145th anniversary of Istanbul tram in exhibition The Kadıköy-Moda line had 20 cars, starting on July 29, 1934, and stayed in service till 1966 when the line was canceled.
Bringing developments in transportation, industry and communication history to people that visit its large collections, the Rahmi M. Koç Museum in Istanbul invites everyone to see the horse car on its 145th anniversary
A group of people gathered around a vehicle that they hadn't been seen in Istanbul for 145 years. It would be easier for everyone to go to Bosporus neighborhoods where traveling took much longer due the opportunities and conditions of the period. "The horse car," the opening of which was held on the Azapkapı-Ortaköy route, is waiting for its lovers at the Rahmi M. Koç Museum.
After the birth of mechanized industry with steam-machines in the 18th and 19th centuries, the accumulation of capital in Europe caused the Industrial Revolution. The biggest symbol of the Industrial Revolution was steam trains, and horse cars, which were the supreme public transportation vehicles. Horse cars were inspired by vehicles used for carrying coal in the mines of England and were first used in New York in 1832, and horse car companies became common in Paris, London, Vienna and Sofia. They were brought for Istanbulites by Sir Constantine Karapano on Sept. 3, 1872. The horse car displayed in the museum served the Beşiktaş-Karaköy line. It is exhibited in its original state of the Ottoman Period.
The rail transportation collection of the museum is exhibited in two different sections. Ottoman Sultan Abdulaziz's Royal Carriage, railroad vehicles, including the Kadıköy-Moda tram, other trams and locomotive models and various photographs of railroads along with ephemeras can be seen by visitors.
The Kadıköy-Moda line had 20 cars, starting on July 29, 1934, and stayed in service till 1966 when the line was canceled. The tram is given to the museum by IETT (Istanbul Electric Tramway and Tunnel Establishments) periodically.

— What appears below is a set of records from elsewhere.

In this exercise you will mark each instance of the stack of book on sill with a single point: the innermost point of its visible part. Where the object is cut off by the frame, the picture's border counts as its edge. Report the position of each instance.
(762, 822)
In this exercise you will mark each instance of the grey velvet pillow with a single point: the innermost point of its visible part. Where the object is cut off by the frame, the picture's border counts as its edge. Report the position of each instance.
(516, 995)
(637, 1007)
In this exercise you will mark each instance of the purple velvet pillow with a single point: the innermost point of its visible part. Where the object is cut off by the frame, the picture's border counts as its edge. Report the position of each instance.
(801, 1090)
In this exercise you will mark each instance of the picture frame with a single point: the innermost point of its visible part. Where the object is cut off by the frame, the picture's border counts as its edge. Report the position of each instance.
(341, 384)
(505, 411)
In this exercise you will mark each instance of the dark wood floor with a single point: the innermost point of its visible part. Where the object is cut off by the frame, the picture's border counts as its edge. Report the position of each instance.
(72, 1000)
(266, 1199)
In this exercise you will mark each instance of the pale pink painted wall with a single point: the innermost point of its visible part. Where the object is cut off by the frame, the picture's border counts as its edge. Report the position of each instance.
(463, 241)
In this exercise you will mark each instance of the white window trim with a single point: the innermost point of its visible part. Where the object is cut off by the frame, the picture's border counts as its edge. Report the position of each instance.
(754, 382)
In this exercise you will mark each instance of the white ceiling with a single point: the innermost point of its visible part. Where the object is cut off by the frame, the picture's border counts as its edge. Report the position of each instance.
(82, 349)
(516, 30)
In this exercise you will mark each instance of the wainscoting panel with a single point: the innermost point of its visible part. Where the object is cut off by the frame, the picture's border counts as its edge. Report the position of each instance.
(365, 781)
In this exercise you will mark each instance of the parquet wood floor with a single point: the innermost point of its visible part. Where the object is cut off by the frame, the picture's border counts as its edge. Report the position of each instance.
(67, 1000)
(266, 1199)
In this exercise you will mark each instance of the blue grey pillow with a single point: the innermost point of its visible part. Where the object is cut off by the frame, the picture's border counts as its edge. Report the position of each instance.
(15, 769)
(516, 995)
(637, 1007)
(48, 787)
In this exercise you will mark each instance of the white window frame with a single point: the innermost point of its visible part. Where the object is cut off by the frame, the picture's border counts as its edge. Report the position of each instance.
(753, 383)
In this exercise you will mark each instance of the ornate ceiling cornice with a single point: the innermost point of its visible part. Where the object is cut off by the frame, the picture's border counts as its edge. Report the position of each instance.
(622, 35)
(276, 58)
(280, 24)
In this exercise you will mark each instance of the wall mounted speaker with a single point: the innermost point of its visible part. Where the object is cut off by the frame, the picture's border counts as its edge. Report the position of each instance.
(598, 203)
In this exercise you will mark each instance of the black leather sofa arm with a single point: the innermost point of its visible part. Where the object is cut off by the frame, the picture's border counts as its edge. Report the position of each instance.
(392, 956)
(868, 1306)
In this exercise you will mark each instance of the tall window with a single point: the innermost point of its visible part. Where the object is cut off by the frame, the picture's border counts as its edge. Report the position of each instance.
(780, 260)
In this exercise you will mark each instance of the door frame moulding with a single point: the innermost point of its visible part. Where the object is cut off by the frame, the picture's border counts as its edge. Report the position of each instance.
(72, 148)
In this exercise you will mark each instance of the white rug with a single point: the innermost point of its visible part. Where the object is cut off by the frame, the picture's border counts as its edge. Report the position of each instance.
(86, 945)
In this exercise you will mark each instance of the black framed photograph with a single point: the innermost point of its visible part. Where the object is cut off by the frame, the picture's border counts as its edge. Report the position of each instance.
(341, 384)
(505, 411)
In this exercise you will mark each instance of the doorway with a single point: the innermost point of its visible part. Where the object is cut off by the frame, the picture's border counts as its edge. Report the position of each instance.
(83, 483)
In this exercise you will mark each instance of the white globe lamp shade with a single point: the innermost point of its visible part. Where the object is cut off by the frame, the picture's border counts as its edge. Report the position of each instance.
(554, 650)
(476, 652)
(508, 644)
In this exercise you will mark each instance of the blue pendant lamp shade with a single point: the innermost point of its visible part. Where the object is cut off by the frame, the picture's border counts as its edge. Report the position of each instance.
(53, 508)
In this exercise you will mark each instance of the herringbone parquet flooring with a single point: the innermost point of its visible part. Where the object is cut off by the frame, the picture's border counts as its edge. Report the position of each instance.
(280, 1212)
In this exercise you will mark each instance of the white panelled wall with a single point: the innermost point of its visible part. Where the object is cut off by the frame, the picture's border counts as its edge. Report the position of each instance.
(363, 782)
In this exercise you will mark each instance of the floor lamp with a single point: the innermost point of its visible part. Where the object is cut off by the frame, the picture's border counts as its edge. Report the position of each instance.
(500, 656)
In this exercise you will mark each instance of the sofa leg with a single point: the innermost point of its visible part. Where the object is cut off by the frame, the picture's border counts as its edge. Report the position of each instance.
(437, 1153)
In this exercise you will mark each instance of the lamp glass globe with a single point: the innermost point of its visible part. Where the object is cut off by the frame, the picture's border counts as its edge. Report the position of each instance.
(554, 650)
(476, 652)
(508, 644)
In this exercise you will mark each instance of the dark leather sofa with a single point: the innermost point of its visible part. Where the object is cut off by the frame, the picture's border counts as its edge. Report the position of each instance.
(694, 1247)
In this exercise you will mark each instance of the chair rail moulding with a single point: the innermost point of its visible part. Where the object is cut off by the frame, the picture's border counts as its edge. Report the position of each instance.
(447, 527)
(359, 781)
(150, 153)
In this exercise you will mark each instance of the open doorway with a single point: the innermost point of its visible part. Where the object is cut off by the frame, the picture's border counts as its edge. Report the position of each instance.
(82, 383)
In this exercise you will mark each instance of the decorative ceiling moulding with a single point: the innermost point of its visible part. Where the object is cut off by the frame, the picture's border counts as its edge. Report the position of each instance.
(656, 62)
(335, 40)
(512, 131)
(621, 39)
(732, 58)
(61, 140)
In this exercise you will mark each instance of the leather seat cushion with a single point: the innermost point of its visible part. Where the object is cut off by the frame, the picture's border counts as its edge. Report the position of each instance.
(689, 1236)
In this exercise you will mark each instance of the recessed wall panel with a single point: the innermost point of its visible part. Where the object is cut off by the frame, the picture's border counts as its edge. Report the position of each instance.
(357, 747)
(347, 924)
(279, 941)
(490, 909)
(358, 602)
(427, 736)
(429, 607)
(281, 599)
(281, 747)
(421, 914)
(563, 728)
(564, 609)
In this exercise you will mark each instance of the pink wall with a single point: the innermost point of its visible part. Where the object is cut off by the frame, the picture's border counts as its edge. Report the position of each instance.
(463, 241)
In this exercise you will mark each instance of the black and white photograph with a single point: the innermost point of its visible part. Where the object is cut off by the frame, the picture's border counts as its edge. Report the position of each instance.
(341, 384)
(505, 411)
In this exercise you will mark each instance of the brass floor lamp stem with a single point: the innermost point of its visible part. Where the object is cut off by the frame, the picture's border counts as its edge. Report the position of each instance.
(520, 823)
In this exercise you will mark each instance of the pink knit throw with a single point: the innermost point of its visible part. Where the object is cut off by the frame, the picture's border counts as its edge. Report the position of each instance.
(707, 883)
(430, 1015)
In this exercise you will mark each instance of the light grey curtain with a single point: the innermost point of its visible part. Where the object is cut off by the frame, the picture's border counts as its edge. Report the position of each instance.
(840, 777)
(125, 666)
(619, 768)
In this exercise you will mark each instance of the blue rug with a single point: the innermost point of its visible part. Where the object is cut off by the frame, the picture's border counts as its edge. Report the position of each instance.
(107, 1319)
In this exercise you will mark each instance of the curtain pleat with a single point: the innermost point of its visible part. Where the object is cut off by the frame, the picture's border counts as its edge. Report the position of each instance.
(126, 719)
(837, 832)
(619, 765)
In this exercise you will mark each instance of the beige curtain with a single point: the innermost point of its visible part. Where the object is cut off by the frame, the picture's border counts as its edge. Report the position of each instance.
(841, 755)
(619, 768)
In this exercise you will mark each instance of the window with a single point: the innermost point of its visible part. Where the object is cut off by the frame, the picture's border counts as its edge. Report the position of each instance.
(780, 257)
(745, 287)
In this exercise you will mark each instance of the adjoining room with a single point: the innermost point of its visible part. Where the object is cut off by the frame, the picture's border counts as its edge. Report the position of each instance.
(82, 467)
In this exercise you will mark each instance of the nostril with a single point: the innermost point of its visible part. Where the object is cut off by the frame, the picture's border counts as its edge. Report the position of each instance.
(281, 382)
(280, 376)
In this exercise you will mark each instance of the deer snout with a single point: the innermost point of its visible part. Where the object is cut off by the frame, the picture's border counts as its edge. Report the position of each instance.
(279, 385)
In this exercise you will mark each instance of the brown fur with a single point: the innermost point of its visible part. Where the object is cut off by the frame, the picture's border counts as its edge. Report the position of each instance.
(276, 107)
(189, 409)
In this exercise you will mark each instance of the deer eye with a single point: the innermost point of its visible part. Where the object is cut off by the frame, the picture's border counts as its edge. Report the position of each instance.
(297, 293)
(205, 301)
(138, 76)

Tunnel carriage and its machine
The tunnel, which is a short and steep subway between the Galata district and İstiklal Street, is the second oldest subway after the metros of London and New York. It came into service on Jan. 17, 1975. This passenger carriage was produced by Schnieder Creusot Iron Steel Works Company in France in 1873. The carriage was connected to a twin-cylinder steam machine by moving bi-directionally with metal belts. It is also given to the museum by the IETT periodically.
The Royal Carriage of Sultan Abdülaziz
Having been produced in Birmingham, England, this carriage was presented to Sultan Abdülaziz by the English company that constructed the first railroad in Turkey. It was used on the Europe journey where he held meetings with French Emperor Napoleon III, Queen Victoria of England, the Belgium King, the King of Prussia and lastly the Austria Hungary Emperor.

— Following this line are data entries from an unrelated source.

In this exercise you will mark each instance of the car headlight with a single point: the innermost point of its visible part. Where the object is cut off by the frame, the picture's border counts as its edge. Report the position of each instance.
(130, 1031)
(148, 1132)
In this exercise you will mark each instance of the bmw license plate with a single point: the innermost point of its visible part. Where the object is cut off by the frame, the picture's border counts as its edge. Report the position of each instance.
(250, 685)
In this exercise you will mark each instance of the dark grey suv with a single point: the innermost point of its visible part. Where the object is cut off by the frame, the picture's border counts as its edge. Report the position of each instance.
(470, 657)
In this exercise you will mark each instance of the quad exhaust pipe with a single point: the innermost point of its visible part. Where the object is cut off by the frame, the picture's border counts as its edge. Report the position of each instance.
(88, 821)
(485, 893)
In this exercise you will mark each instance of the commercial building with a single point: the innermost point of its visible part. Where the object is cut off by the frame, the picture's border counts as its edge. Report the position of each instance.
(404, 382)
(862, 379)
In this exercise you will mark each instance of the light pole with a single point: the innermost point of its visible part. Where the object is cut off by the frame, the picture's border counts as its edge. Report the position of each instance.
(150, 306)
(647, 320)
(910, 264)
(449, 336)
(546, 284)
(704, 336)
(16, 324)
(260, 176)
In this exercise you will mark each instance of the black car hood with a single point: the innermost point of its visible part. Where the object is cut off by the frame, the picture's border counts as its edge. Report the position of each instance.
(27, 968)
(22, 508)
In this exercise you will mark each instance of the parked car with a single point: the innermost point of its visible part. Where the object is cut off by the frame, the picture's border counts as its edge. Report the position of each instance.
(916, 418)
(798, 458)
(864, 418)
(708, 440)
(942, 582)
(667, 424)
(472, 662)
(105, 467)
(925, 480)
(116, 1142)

G10 Locomotive and its tender
The first G10 locomotive started to be used in 1910, and its production continued till 1925. Known as the G10 and BR57 when they served in Germany, 49 of the locomotives were brought to Turkey. Produced by the Borsig Company in 1912-1913, the locomotive, which served for many years, is on display in the museum.
The Rahmi M. Koç Museum is the only industry museum that reflects developments in transportation, industry and communication history in Turkey. Presenting culture and entertainment with training and workshops for children and with its collection consisting of more than 14,000 objects, the museum presents opportunities such as a submarine journey to a nostalgic train tour. The museum can be visited from 10.00 a.m. until 5.00 p.m. on weekdays excluding Monday. It is open from 10.00 a.m. and 6.00 p.m. (Oct.1 until March 31), from 10.00 a.m. until 07.00 p.m. (April 1 to Sept. 30) on weekends and on public holidays.